是個好夢啊。但我環住克勞德脖子沒有說話。
克勞德讓守夜的女仆帶我去換一件睡衣,脫下衣服的時候,我默默看着手臂和腿上早就愈合的傷口,這些都是我痛苦的證明,但今後我不會再自我傷害了,會有其他罪惡的人承擔我的怒火。
克勞德站在屏風的另外一邊,看我出來了就抱起我,但是等到他要把我放在床上的時候,我蜷縮在克勞德懷裡,小聲道:“不想要睡床。”
克勞德聞言就拍着我的後背,抱着我在房間裡走了幾圈,他身上有和我同樣的皂角味道,帶着暖意,讓我昏昏欲睡。
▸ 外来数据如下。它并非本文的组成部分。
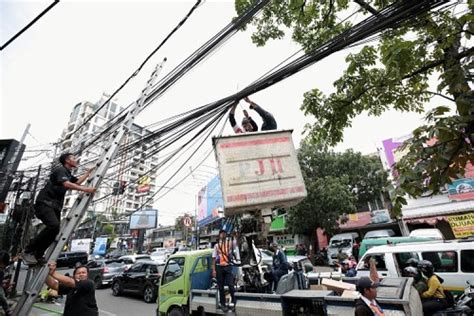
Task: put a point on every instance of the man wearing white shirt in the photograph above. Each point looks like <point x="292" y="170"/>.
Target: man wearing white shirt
<point x="366" y="305"/>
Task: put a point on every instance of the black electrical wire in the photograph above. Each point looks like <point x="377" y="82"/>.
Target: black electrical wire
<point x="176" y="28"/>
<point x="29" y="25"/>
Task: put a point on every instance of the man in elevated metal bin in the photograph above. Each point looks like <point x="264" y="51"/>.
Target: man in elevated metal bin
<point x="248" y="124"/>
<point x="49" y="203"/>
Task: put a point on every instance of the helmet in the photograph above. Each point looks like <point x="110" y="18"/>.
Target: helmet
<point x="412" y="262"/>
<point x="426" y="267"/>
<point x="412" y="272"/>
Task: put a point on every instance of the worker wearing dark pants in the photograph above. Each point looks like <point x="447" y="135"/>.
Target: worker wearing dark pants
<point x="50" y="216"/>
<point x="49" y="204"/>
<point x="222" y="269"/>
<point x="280" y="265"/>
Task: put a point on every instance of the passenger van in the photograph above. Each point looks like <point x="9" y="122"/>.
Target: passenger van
<point x="453" y="260"/>
<point x="367" y="244"/>
<point x="343" y="242"/>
黑夜更容易讓人卸下僞裝,克勞德在我側臉親了一下。“告訴我發生了什麼?”
我用小熊鼻子怼了一下克勞德的臉,“我夢到珍妮的姨媽艾琳娜,她在笑着看我死掉。”
克勞德說:“既然如此,那你笑什麼?”
因為在夢裡我用魔法把她的頭砍下來。我拒絕回答這個問題,轉而把矛盾引向其他地方,惱怒地說:“你不能親我,我已經長大了。”
克勞德托起我的手,還沒有他手掌心大,“等你長到八歲再說。”他用胳膊環過我的肩膀,将我摟得更近,我急促地吸一口氣壓下從喉嚨裡發出的哽咽,再一次我感覺到胸口泛起酥麻的痛感。